Understanding the types of content with which a prospect or customer has engaged may give insight into the mode of communication they prefer. Here are is a thought starter for setting up event tracking within Google Analytics to track interactions with content on your site. Consult with your IT team for implementation to make sure you don’t jack up your stats, like bounce rate, for example.
Here is Google’s Event Tracking Guide, for reference.
Modify the Urchin code to match your tracking schema and reporting needs. This will contain your category (Visual, Auditory or Tactile), action (Read, Listen, Submit, etc.), label (name of the content – ‘Content Marketing Calendar’).
There is also an optional ‘value’ component which could be used to assign a numeric score to the interaction in support of lead scoring or customer profiling. Finally, there is ‘non-interaction’ which affects bounce rate. The default setting will not affect bounce rates.

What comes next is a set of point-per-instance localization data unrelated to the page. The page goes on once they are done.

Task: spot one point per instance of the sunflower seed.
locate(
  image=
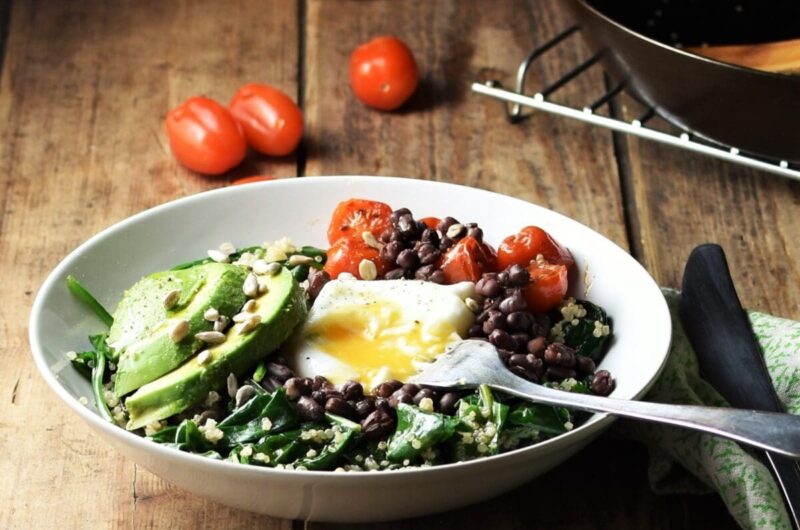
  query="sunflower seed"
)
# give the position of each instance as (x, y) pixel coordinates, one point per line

_trackEvent(category, action, opt_label, opt_value, opt_noninteraction
Create the custom links that will measure your content interactions. For example, let’s assume we have a video from a conference where one of our associates delivered a stunning presentation. We would like to measure content consumption in the Auditory learning mode by using the following type of custom link:
<a href='path to video' onClick="_gaq.push(['_trackEvent', 'Auditory', 'Listen', 'SMX Israel Panel Discussion']);">Play</a>
Once everything is setup, you can test your new action tracking by interacting with your content to view the results. The events will be captured in your Google Analytics “Content” section. In the left hand navigation, select “Behavior” then “Events” then “Overview”. You should see your activity here. You can then drill down to see your “Events Flow” for more insights into user behavior.
Have some fun exploring learning modes. Share some of the insights you gain from your customers and prospects.